Over the last year, fear of tariffs and worries about the economy have influenced bank stocks. This seems remarkable, as higher interest rates generally boost profits for banks. However, one factor has emerged that could change that dynamic. With the price-to-earnings (PE) ratio flirting with single-digit levels, MS stock may become a buy regardless of the economy.
MS Sees Brighter Outlook After Earnings, Revenue Beats
The New York-based investment bank reported first-quarter earnings at $1.33 per share. This came in 17 cents ahead of estimates, but well short of the $1.45 per share reported in the same quarter last year. Revenues of $10.29 billion beat consensus estimates of $9.93 billion. However, year-ago revenues came in at $11.08 billion.
Without question, earnings have slumped this year. Morgan Stanley stock, along with peers such as Goldman Sachs (NYSE:GS), Bank of America (NYSE:BAC), and JPMorgan Chase (NYSE:JPM), saw their stock prices drop through most of 2018. They also stagnated between mid-January and the middle of March, as tariff-related concerns continued to weigh on these stocks.
Moreover, fears of a recession led to a more dovish tone from the Fed. Higher interest rates tend to boost earnings potential for bank stocks. However, Morgan Stanley stock and other bank stocks have seemingly traded on prospects for the economy in recent months.
Optimism about the economy rebounded as the Fed’s more dovish tone and the optimism about a U.S.-China trade agreement helped to boost bank stocks. Indeed, the outlook now appears brighter. Analysts forecast earnings growth of 10.9% next year. Wall Street also forecasts average earnings increases of 10.82% per year for the next five years.
Morgan Stanley Stock Becoming a Valuation Play
Still, investors may have a bigger reason to buy than profit projections. Traders should also recognize that valuation could again become a key driver for Morgan Stanley stock. Due to falling multiples, MS may have also become a buy regardless of the economy. Investors who purchase now will pay only about 10.2 times earnings, much lower than its 14.5 average PE in recent years.
Multiples on Morgan Stanley stock have rarely fallen into the single digits historically. Moreover, when this low valuation comes with double-digit earnings growth, it becomes hard to see MS as anything but a buy. Unless earnings drop significantly, I see little else to change a bullish investment thesis on Morgan Stanley stock.

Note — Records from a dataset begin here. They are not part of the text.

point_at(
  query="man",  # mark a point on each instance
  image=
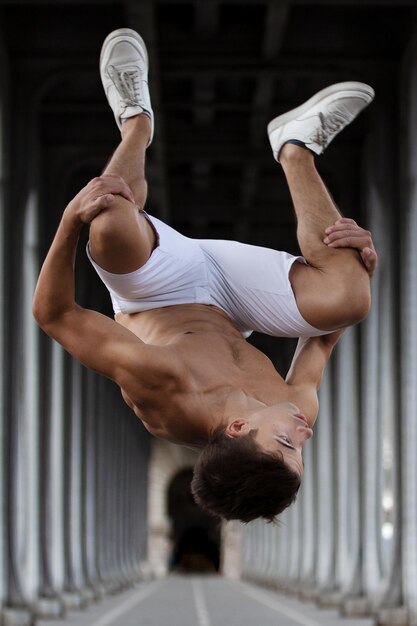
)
(183, 307)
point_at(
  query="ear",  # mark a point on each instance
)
(237, 428)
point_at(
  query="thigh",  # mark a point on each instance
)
(252, 285)
(121, 238)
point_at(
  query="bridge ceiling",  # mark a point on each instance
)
(219, 72)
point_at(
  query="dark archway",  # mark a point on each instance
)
(195, 536)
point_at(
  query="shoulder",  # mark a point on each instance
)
(305, 397)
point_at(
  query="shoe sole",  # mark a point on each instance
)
(318, 97)
(120, 32)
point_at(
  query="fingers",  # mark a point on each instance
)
(345, 233)
(111, 184)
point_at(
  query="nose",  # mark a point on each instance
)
(303, 433)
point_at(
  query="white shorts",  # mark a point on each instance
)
(251, 284)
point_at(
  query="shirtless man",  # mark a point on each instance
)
(183, 307)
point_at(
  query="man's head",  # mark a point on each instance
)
(252, 467)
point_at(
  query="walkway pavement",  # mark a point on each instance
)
(203, 601)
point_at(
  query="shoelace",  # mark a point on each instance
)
(127, 84)
(330, 124)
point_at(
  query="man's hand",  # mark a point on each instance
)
(97, 195)
(345, 233)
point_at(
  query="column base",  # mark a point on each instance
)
(16, 617)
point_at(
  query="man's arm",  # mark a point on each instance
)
(307, 367)
(95, 340)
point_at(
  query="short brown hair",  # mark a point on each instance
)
(235, 479)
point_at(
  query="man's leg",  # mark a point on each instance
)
(333, 291)
(121, 239)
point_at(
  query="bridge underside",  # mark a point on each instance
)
(90, 503)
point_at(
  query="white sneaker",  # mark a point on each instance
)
(317, 122)
(124, 74)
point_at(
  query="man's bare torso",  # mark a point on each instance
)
(214, 361)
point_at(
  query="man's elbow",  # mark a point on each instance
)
(46, 316)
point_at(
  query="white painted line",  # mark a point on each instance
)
(274, 604)
(200, 604)
(129, 604)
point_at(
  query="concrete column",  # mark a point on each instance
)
(23, 530)
(326, 524)
(73, 495)
(3, 200)
(348, 463)
(52, 488)
(409, 335)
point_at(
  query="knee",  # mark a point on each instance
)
(108, 223)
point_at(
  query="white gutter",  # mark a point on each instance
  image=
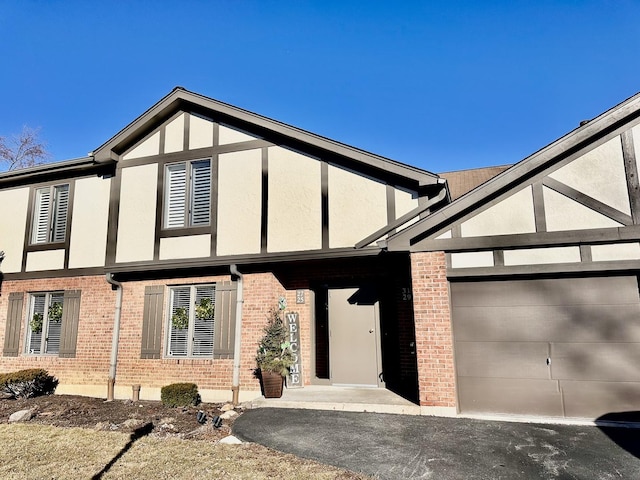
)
(235, 385)
(116, 336)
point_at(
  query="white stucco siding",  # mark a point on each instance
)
(562, 213)
(539, 256)
(510, 216)
(174, 135)
(612, 252)
(239, 202)
(137, 217)
(599, 174)
(472, 259)
(150, 146)
(89, 222)
(357, 207)
(405, 200)
(193, 246)
(45, 260)
(228, 135)
(295, 202)
(200, 132)
(13, 220)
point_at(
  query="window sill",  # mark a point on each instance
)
(39, 247)
(184, 231)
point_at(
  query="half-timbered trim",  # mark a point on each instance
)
(181, 99)
(538, 207)
(631, 170)
(324, 188)
(264, 217)
(525, 240)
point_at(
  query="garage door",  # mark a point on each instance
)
(559, 347)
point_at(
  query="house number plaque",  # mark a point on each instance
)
(295, 372)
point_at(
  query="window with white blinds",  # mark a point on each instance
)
(44, 324)
(50, 213)
(187, 200)
(191, 321)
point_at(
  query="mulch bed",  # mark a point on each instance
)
(121, 415)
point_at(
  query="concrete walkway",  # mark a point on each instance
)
(420, 447)
(349, 399)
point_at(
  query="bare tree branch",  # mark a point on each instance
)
(23, 150)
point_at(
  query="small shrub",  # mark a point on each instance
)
(28, 383)
(180, 395)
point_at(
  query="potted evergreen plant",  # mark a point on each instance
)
(274, 356)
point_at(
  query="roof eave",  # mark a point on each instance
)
(573, 141)
(67, 167)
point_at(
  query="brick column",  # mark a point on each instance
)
(434, 341)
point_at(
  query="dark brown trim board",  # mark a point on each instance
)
(631, 170)
(527, 240)
(264, 219)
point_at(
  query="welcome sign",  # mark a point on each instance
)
(295, 372)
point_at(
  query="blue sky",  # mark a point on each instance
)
(440, 85)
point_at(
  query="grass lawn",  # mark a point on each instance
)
(46, 452)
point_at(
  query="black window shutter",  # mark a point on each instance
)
(225, 318)
(152, 322)
(70, 318)
(14, 320)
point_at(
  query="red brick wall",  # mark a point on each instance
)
(434, 342)
(95, 330)
(91, 364)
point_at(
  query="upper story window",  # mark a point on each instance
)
(45, 323)
(50, 214)
(187, 194)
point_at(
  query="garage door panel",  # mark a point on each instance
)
(571, 323)
(594, 399)
(596, 361)
(503, 360)
(588, 327)
(500, 395)
(574, 291)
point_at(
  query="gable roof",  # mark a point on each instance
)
(463, 181)
(609, 123)
(182, 99)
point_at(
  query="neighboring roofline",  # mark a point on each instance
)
(575, 140)
(179, 96)
(407, 217)
(506, 165)
(71, 167)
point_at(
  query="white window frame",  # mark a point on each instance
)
(44, 345)
(193, 347)
(187, 194)
(50, 214)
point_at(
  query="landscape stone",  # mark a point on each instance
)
(21, 416)
(229, 414)
(230, 440)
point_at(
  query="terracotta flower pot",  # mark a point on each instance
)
(271, 384)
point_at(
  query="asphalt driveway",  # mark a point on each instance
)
(419, 447)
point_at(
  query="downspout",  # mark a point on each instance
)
(116, 335)
(235, 385)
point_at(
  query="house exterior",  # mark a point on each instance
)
(157, 259)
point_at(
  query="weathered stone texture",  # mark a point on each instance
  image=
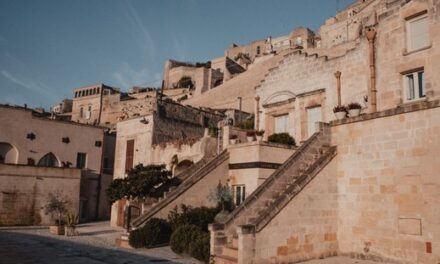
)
(307, 227)
(25, 190)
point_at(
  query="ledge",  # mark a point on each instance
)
(401, 109)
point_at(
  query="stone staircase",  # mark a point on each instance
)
(190, 177)
(270, 197)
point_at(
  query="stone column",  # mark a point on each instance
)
(370, 33)
(257, 113)
(338, 85)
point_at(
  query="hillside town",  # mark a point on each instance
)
(300, 147)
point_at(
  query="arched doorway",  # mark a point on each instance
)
(49, 160)
(8, 153)
(182, 166)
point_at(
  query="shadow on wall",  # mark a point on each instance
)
(8, 153)
(27, 248)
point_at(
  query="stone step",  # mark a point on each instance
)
(230, 251)
(235, 242)
(221, 240)
(225, 260)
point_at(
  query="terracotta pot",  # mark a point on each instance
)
(354, 112)
(56, 230)
(70, 231)
(340, 115)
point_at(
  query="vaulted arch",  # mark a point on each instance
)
(49, 160)
(8, 153)
(182, 166)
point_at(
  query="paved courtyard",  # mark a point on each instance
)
(94, 245)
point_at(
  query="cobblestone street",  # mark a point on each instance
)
(94, 245)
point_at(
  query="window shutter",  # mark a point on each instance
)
(418, 33)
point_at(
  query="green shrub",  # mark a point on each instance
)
(247, 124)
(199, 248)
(198, 216)
(282, 138)
(155, 232)
(183, 236)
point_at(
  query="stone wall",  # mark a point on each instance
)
(24, 192)
(173, 121)
(251, 163)
(307, 227)
(19, 123)
(387, 180)
(198, 194)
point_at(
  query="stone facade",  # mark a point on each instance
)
(29, 138)
(25, 191)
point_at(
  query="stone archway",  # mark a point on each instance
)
(8, 153)
(182, 166)
(49, 160)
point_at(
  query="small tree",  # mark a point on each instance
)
(142, 181)
(222, 195)
(56, 205)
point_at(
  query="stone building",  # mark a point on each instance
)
(361, 186)
(171, 134)
(41, 156)
(104, 105)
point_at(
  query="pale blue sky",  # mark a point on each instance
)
(49, 47)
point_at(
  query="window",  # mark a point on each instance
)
(239, 194)
(129, 155)
(414, 85)
(417, 34)
(81, 159)
(313, 116)
(281, 123)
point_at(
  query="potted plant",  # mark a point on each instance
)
(340, 111)
(56, 206)
(233, 139)
(250, 135)
(72, 221)
(259, 135)
(354, 109)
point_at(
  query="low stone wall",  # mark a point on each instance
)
(388, 184)
(307, 227)
(251, 163)
(173, 121)
(198, 194)
(24, 191)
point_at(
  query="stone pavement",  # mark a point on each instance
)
(94, 245)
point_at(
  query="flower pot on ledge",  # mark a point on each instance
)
(340, 115)
(354, 112)
(70, 231)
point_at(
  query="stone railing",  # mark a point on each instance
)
(202, 169)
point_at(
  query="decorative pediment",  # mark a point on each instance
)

Moreover, even if a recovery in MS stock takes time, investors can still benefit. Thanks to the economic recovery, bank stocks have again begun to increase dividends annually. The annual dividend increases in Morgan Stanley stock resumed in 2014. Today, MS pays $1.20 per share in yearly dividends, a 2.5% yield. Over the last few years, these payout hikes have come when the company reports its second-quarter earnings. Hence, the yield will likely move higher in July.
Final Thoughts on Morgan Stanley Stock
Following earnings, investors should consider buying Morgan Stanley stock regardless of the recent influence of economic forces. MS beat reduced earnings and revenue estimates. However, this has held little sway over the equity as it has fallen over the last year. During that time, investors sold off bank stocks in general, as economic worries became more significant.
This worry has taken Morgan Stanley stock to a PE ratio of just over 10. The stock fell to that valuation despite projections of double-digit earnings growth and an increased payout. With the low PE ratio and the potential earnings growth, MS’s downside appears limited. Add in the rising dividend, and it becomes hard to call MS stock anything but a buy.